The wind gathers and shakes the trees – dark clouds lumber across the sky – rain is on the way. The unharvested corn stalks rattle against each other. Andrew Kötting as the Straw Bear shimmers in the minds eye. He walked garbed as this folkloric character from Whittlesea – from High Beach to Northamptonshire for his film, By Our Selves, based on Iain Sinclair’s book, Edge of the Orison. He reprised the role for my film London Overground stalking the Old Kent Road and Brompton Cemetery.

p1000759 p1000834 p1000867
A water tower I’d spotted in the distance at the start of the walk is now in range and I fix on that was my waymarker. A strong stink of death comes from a deep ditch around a small wood on the perimeter of Rye Hill Common; there are scattered feathers of a recent fox kill in the stubble on the field edge. It’s marked on the OS map as a moat – although details are scant, only that there were once two houses within the moat. Most of Rye Hill Common was enclosed after the Second World War, and now developers hover producing plans for an extension of the Harlow suburbs further across fields.

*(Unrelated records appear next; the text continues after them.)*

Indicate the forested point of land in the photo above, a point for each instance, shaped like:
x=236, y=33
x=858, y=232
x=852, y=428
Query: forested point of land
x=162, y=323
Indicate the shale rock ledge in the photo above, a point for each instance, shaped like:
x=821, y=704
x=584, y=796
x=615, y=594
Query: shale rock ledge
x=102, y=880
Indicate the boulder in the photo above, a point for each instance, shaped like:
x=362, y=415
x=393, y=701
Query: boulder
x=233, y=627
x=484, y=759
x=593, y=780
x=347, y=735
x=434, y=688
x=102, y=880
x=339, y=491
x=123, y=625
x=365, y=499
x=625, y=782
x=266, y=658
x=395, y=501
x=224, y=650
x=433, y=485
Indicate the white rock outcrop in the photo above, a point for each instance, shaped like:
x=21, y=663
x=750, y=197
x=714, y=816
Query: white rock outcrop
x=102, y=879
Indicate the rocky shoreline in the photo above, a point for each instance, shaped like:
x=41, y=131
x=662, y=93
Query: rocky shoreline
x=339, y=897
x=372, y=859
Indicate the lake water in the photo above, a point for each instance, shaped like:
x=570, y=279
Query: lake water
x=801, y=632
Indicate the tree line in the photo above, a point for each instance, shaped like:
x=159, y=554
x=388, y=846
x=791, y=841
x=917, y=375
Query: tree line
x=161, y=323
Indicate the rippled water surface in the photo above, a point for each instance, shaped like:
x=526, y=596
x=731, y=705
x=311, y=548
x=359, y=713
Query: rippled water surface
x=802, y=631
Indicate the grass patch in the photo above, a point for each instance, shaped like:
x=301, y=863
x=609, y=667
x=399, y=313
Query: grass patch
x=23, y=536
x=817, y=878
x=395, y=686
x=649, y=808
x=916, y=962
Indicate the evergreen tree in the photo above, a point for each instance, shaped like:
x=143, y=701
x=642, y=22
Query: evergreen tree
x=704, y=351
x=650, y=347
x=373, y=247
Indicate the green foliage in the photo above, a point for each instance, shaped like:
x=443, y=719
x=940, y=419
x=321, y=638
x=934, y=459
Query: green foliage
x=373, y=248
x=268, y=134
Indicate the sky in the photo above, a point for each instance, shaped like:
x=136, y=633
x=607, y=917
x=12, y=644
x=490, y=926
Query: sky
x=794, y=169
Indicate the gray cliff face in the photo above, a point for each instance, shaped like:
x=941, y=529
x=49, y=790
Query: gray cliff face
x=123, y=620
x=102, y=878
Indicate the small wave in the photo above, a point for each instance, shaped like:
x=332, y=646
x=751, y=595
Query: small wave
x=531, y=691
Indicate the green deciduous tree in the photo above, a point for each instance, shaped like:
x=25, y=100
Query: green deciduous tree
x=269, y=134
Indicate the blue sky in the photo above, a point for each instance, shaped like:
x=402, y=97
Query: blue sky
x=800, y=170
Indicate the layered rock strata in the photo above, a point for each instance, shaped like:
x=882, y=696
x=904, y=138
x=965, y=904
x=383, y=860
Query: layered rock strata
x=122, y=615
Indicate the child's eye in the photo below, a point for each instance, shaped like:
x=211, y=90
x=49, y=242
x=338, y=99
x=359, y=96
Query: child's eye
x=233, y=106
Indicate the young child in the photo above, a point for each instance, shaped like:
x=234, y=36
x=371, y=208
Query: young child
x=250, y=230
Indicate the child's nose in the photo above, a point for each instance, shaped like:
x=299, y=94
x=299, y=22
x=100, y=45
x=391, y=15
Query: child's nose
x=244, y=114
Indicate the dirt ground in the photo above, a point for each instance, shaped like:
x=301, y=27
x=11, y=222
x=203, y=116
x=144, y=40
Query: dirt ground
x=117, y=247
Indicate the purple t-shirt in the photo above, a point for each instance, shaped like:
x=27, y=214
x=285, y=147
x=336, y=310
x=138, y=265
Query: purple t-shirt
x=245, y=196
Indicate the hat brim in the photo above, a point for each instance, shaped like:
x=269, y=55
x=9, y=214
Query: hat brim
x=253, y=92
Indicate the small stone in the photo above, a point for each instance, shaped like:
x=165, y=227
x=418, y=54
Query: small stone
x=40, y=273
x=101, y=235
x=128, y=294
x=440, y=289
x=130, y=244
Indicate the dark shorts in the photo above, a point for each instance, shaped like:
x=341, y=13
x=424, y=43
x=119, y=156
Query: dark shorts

With the light fading it’s that time to look for a pub or the station in no particular order. This is the walk after the walk – the plod, hopefully short. It’s been an idyllic fieldpath ramble that I’m sure would not have given Fieldfare future shock if he had somehow slipped through time to 2016. The next part would have killed him. I cannot think of a greater contrast of landscapes.

Harlow Bus Shelter
It started to rain and quickly got dark. My phone plotted out the 3.5-mile route across Harlow to the station. Every bus stop was vandalised. Mini-roundabouts were laid out in intricate patterns like an asphalt crop circle. Wikipedia says that Harlow has an impressive collection of public art and civic sculpture. The only built object of note I saw on my sodden schlep was a gigantic strip-lit multi-storey carpark. An interstellar star cruiser landed in the town centre. An hour and twenty minutes after exiting the fields in late summer euphoria Harlow Station appears through the sideways rain. The £13 train fare back to London the final kick in the shins.